Model note: the first run downloads the ONNX model and caches it; later runs are
offline.
Run it:
uv run examples/detect-pii.py
"""
from __future__ import annotations
import kaos_nlp_transformers as knt
TEXT = (
"Please contact Jane Doe at jane.doe@example.com or (555) 123-4567 "
"regarding the settlement."
)
def redact(text: str, spans) -> str:
# Replace detected PII spans with a label, right-to-left to keep offsets valid.
out = text
for s in sorted(spans, key=lambda e: e.start, reverse=True):
out = out[: s.start] + f"[{s.label}]" + out[s.end :]
return out
def main() -> tuple[list, str]:
detector = knt.PiiDetector.load()
spans = detector.detect([TEXT])[0]
print(f"original: {TEXT}\n")
print(f"{len(spans)} PII span(s) detected:")
for s in spans:
print(f" {s.label:>14}: {s.text!r}")
redacted = redact(TEXT, spans)
print(f"\nredacted: {redacted}")
return spans, redacted
if __name__ == "__main__":
spans, redacted = main()
labels = {s.label for s in spans}
# The name and email are reliably caught and removed.
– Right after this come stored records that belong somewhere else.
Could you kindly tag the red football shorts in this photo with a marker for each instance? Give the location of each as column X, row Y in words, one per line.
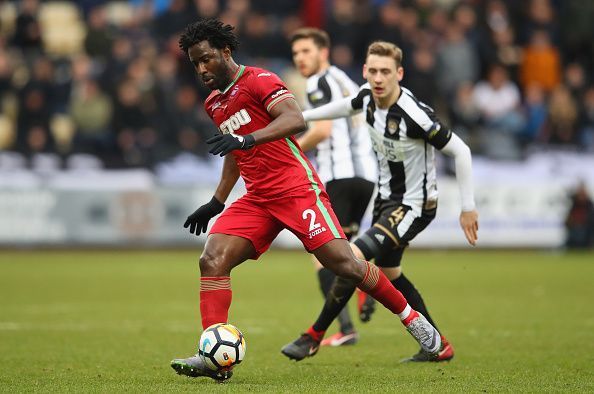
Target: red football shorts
column 309, row 216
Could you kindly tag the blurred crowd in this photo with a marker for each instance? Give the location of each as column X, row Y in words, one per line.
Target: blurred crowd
column 106, row 79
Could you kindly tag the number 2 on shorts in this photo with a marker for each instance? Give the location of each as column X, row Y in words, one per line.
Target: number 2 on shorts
column 312, row 214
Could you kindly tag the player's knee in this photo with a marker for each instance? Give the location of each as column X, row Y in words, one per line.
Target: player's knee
column 392, row 273
column 349, row 268
column 212, row 265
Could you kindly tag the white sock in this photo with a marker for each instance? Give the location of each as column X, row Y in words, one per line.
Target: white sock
column 404, row 314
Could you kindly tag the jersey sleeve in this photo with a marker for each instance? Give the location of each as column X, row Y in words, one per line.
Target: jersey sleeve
column 270, row 89
column 428, row 126
column 318, row 91
column 357, row 101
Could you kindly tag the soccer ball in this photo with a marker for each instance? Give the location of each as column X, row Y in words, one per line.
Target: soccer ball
column 222, row 346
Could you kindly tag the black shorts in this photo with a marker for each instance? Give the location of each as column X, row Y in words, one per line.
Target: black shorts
column 349, row 198
column 394, row 226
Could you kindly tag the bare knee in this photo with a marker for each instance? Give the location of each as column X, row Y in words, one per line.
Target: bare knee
column 392, row 273
column 213, row 264
column 348, row 267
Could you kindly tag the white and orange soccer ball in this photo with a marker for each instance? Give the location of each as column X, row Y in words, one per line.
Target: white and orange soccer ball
column 222, row 346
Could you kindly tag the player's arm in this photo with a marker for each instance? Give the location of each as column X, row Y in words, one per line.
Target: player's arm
column 317, row 132
column 457, row 149
column 333, row 110
column 287, row 120
column 198, row 221
column 229, row 177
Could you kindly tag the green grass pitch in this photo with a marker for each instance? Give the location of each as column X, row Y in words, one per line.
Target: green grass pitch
column 110, row 321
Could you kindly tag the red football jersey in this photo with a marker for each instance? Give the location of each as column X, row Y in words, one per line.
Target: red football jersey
column 274, row 169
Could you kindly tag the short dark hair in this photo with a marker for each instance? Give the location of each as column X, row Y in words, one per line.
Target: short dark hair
column 384, row 48
column 319, row 37
column 217, row 34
assert "PERSON" in labels and "EMAIL_ADDRESS" in labels
assert "jane.doe@example.com" not in redacted
assert "Jane Doe" not in redacted

What to notice

  • Local and private. PII detection on documents is exactly the kind of task you don’t want to send to a cloud API. This runs on a small local ONNX model (downloaded once, then cached — prefetch it for CI/air-gapped use).
  • Redaction is yours to tune. The detector returns labeled spans with offsets; redact by replacing the span (as shown), masking, or hashing — whatever your production rules require.
  • Pairs with e-discovery. Combine with email parsing and privilege review to triage a production set.
  • For broader, schema-shaped entity pulls, see extract entities; for bespoke fields, a typed Call.